Augmented Reality, in general, has never been something that has been of high interest to me over the last couple of years. I think this is most probably down to the idea that AR is early and that the technology is not yet powerful enough to create anything of use or yet to be widely adopted.
Recently, however, I have taken a dive into Apple’s ARKit framework. After watching the examples shown at WWDC last year and exploring some of the examples provided in their documentation I have become a lot more excited. I say excited because although what is on offer at the moment may not be completely stable, ARKit provides a lot of potential for the future and is only going to get better. Just the way ARKit relays and processes information was enough to keep me exploring the science behind it!

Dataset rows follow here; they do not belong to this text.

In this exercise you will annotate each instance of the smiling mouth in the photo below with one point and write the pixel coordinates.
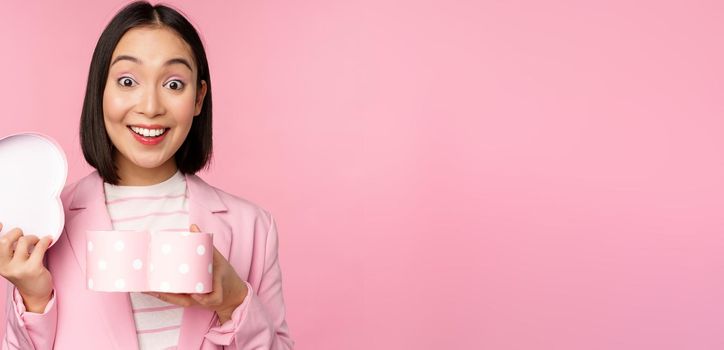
(148, 132)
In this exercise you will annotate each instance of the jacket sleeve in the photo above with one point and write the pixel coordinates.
(259, 321)
(27, 330)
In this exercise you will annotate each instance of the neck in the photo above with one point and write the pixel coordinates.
(133, 175)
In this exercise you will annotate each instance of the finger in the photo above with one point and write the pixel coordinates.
(36, 257)
(213, 298)
(22, 252)
(8, 240)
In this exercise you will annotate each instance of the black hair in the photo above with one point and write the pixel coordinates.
(195, 152)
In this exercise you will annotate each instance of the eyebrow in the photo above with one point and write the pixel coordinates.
(177, 60)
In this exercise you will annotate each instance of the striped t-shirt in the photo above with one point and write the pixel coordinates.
(162, 206)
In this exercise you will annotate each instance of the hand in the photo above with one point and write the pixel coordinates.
(229, 291)
(25, 270)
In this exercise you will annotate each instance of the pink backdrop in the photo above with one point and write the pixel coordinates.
(450, 174)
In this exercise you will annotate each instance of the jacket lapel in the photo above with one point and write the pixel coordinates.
(88, 212)
(204, 208)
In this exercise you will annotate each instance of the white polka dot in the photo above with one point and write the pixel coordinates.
(137, 264)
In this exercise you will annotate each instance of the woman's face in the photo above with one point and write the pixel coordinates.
(150, 101)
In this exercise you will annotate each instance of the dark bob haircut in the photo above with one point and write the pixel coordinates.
(195, 152)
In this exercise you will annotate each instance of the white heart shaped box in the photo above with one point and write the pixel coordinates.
(33, 170)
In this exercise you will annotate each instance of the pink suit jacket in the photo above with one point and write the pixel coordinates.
(77, 318)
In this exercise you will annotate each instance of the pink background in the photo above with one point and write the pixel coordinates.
(450, 174)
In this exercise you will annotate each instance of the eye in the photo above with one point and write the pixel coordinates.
(126, 82)
(175, 84)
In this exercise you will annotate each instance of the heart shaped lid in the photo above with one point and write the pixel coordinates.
(33, 170)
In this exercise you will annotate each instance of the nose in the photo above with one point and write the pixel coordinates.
(150, 104)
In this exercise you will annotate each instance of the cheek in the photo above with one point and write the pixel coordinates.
(114, 106)
(183, 108)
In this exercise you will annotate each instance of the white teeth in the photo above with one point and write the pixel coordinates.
(147, 132)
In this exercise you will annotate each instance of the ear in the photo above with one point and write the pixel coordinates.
(200, 95)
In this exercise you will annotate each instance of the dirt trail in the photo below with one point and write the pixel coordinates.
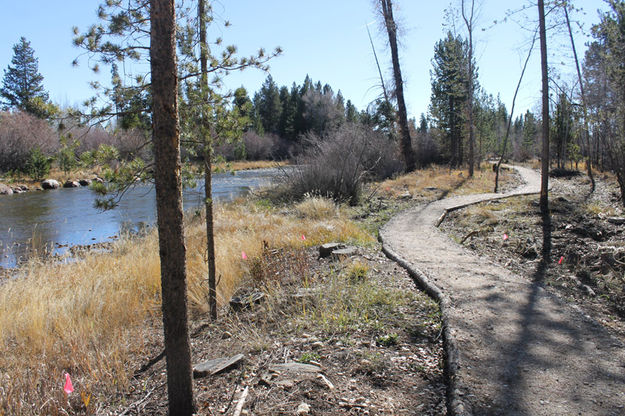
(514, 348)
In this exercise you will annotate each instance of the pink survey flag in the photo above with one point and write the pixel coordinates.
(68, 384)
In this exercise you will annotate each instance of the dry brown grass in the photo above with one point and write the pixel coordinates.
(84, 317)
(437, 179)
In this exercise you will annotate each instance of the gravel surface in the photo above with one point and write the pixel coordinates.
(521, 350)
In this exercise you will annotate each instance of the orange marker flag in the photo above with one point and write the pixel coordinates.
(68, 384)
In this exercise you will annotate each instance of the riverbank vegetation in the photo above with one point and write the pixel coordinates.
(97, 317)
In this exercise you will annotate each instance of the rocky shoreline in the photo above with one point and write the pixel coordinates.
(48, 184)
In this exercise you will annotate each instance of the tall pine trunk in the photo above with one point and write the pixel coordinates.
(208, 155)
(166, 140)
(584, 106)
(544, 185)
(469, 23)
(405, 141)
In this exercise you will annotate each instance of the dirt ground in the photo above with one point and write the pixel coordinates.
(587, 248)
(375, 340)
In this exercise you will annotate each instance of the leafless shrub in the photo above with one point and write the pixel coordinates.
(132, 143)
(336, 166)
(259, 147)
(20, 133)
(90, 138)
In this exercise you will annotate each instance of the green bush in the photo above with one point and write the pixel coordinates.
(38, 164)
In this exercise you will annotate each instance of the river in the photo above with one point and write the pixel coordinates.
(63, 218)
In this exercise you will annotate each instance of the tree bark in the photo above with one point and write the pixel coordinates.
(166, 140)
(544, 185)
(208, 165)
(405, 141)
(584, 106)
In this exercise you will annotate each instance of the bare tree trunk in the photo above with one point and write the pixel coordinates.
(469, 23)
(166, 139)
(584, 107)
(377, 63)
(544, 186)
(210, 232)
(208, 165)
(405, 141)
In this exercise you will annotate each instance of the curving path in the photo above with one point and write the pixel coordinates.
(513, 349)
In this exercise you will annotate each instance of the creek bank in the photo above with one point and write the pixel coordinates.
(346, 345)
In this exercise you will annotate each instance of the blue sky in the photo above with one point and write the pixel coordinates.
(325, 39)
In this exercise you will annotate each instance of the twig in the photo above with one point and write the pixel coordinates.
(471, 234)
(239, 409)
(150, 363)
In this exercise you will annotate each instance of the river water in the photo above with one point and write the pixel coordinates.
(63, 218)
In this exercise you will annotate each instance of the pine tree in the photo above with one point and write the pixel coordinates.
(449, 93)
(23, 84)
(269, 105)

I have unfortunately found it difficult to find a resource that explains the essentials of ARKit. As always, the developer documentation is extremely informative but mainly through implementation, types, and methods, rather than providing palatable overviews.
This story is split into the three main components of ARKit: scene understanding, world tracking, and scene rendering and aims to provide a high level over view rather than a working tutorial.
Breaking things down
ARKit can be split into 3 distinct parts:
2. Scene Understanding
3. Scene Rendering
Each component directly compliments one another ultimately to display 2D or 3D virtual content for the user to see and interact with.
How to track the world
ARKit uses a term called visual-intertidal odometry which in essence estimates the translation (motion) and orientation of the device’s camera, in relation to its starting position in reality.
In simple terms, the device tracks where it is in the world in relation to features in its surrounding environment, such as a corner of a table. The more features it can see, the better the tracking and positioning of virtual content.
World Tracking makes use of Scene Understanding which ultimately generates a 3D coordinate system from the device. But before this coordinate system is established, lets talk about feature points.
ARKit automatically detects features from the scene produced by the device’s camera and tracks those features across multiple frames. As the user moves and more features are detected, information such as the camera’s position relevant to the features are collected. The more features that are detected, the higher the accuracy.
The yellow dots displayed on the image show the feature points being tracked. Notice how these features are the differences in the wood grain. The more of these differences in the camera’s scene the more feature points there will be for ARKit to recognise.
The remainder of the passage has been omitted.